Causal Inference - Correlation vs. Causation
Causal inference aims to determine cause-and-effect relationships from data, distinguishing true causation from mere correlation. In machine learning (ML), understanding causation is crucial for interpretability, fairness, and robust decision-making, as correlated features may not imply causal links. Techniques like randomized controlled trials (RCTs) and instrumental variables (IV) help isolate causal effects, enabling better model design and policy evaluation.
This seventeenth lecture in the "Statistics Foundations for AI/ML" series builds on time series and experimental design, exploring correlation vs. causation, causal graphs, counterfactuals, causal inference methods, and ML applications.
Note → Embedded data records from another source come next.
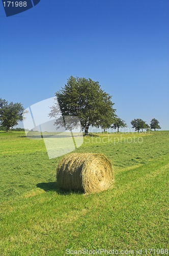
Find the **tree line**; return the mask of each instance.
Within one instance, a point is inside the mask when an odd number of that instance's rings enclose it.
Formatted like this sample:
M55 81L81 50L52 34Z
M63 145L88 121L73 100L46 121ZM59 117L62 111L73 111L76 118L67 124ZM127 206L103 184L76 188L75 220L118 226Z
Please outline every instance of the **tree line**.
M101 127L105 129L118 129L127 127L125 121L116 114L115 104L111 101L112 96L101 89L99 82L91 79L71 76L67 84L55 93L63 116L78 116L80 119L84 135L89 133L90 126ZM21 103L9 103L0 98L0 127L6 131L18 124L23 120L24 108ZM49 116L57 117L58 106L54 104ZM150 125L140 119L134 119L131 122L132 128L138 132L140 129L160 129L158 121L152 119ZM55 125L59 126L59 120Z

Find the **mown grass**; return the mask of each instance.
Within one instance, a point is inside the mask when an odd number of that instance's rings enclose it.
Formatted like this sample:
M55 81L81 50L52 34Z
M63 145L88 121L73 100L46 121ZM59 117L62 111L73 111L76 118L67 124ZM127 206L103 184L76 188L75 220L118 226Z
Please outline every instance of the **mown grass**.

We'll provide intuitive explanations, mathematical foundations, and practical implementations in Python and Rust, preparing you for the series conclusion.
1. Intuition Behind Causal Inference
Correlation measures association, but causation requires that changing one variable affects the other. "Ice cream sales correlate with drownings" (both rise in summer), but ice cream doesn't cause drownings—temperature confounds.
Causal inference asks "what if?" to estimate effects.
ML Connection
- Interpretability: Causal models explain why predictions happen.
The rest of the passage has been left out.